Das obige Foto stammt aus einem Arab-News-Artikel. Es handelt sich um die Besitzerin einer Dschiddaer Werbeagentur, "Trendy Sketch", Nahed Andijani. Wie man links auf dem Bild sieht, das ich von ihrer FB-Seite gefischt habe, kann sie auch Melania. Und - die Islamkritiker müssen jetzt ganz stark sein- auf ihrer fb-Seite hat sie noch mehr Bilder von sich ohne Kopftuch. Andijani versteht sich als Fashonista und Modebloggerin und ist, wie schon erwähnt, die Chefin einer Werbeagentur.
Arab News schrieb über Andijanis Entzücken.

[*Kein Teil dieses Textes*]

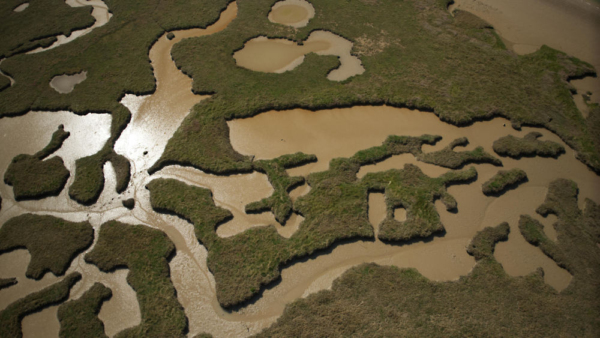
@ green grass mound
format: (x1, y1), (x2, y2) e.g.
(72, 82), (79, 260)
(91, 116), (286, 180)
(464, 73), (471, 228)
(257, 185), (600, 337)
(467, 222), (510, 261)
(417, 137), (502, 169)
(493, 131), (565, 159)
(58, 283), (112, 338)
(85, 221), (188, 338)
(0, 0), (95, 60)
(362, 164), (477, 241)
(0, 272), (81, 338)
(151, 0), (600, 178)
(0, 214), (94, 279)
(482, 168), (527, 196)
(4, 125), (70, 201)
(0, 278), (18, 290)
(246, 153), (317, 224)
(147, 135), (476, 307)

Zu Arab News sagte sie:
>>"Als ich die Bilder von ihrer Ankunft sah, und wie sie mit ihrem züchtigen Outfit unserer Kultur Respekt erwies, dachte ich noch, das sieht ja genau aus wie meine Abaya. Sie trug einen goldenen Gürtel, ich eine goldene Rose, und das sah so gleich aus." Andijani gab ihrer Begeisterung Ausdruck, daß Melania ihren Modegeschmack teile. Die First Lady sei sehr modebewusst."<<
Bildnachweis: Nahed Andijani, facebook
Respekt und Waffendeals
Auf dem Flughafen Dschidda habe ich auch mehrere junge Damen ohne Kopftuch gesehen. Aber das Highlight war No-Kopftuch (unterer Bildrand, rote Jackee) 2009 auf dem Gelände der Prophetenmoschee.

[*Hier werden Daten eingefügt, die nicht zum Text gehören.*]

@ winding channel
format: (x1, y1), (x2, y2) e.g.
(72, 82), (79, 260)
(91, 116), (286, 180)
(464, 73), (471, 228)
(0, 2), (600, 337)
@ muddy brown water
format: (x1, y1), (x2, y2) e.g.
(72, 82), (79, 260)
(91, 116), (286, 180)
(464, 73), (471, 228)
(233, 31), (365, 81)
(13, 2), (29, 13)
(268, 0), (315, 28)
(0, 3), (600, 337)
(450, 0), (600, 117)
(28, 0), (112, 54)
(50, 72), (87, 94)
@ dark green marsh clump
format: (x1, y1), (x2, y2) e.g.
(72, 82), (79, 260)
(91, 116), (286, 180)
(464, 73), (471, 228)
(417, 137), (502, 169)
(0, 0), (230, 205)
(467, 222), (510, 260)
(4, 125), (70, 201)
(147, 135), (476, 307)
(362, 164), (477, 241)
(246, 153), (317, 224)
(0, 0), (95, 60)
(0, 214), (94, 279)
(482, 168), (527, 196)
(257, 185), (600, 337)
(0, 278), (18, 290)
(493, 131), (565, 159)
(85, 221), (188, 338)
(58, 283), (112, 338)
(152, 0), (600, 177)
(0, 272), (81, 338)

Melanias Outfit hatte durchaus eine Funktion, die in Saudi-Arabien durchaus erkannt wurde: der saudischen Kultur Respekt zu erweisen. Die saudischen Medien haben das erkannt und auch gewürdigt. Wer gute Deals einfahren will, weiß, daß er seine Gesprächspartner gewogen stimmen muss. Trump und seine Frau haben das verstanden und genau danach gehandelt uns wurden mit einem perspektivisch 370 Milliarden schweren Waffendeal belohnt, dessen erste, 110 Milliarden schwere Tranche von First Schwiegersohn, Jared Kushner, in trockene Tücher gebracht wurde. Das sollte das Gedöns ums Kopftuch übertönen und auch, daß die Saudis damit Trump und Kushner vermutlich den A*** gerettet haben, denn Kushner steht anscheinend im Verdacht, ein besonders dickes Bindeglied zu Putin & Co. zu sein. Hat wieder mal geklappt, weltweit.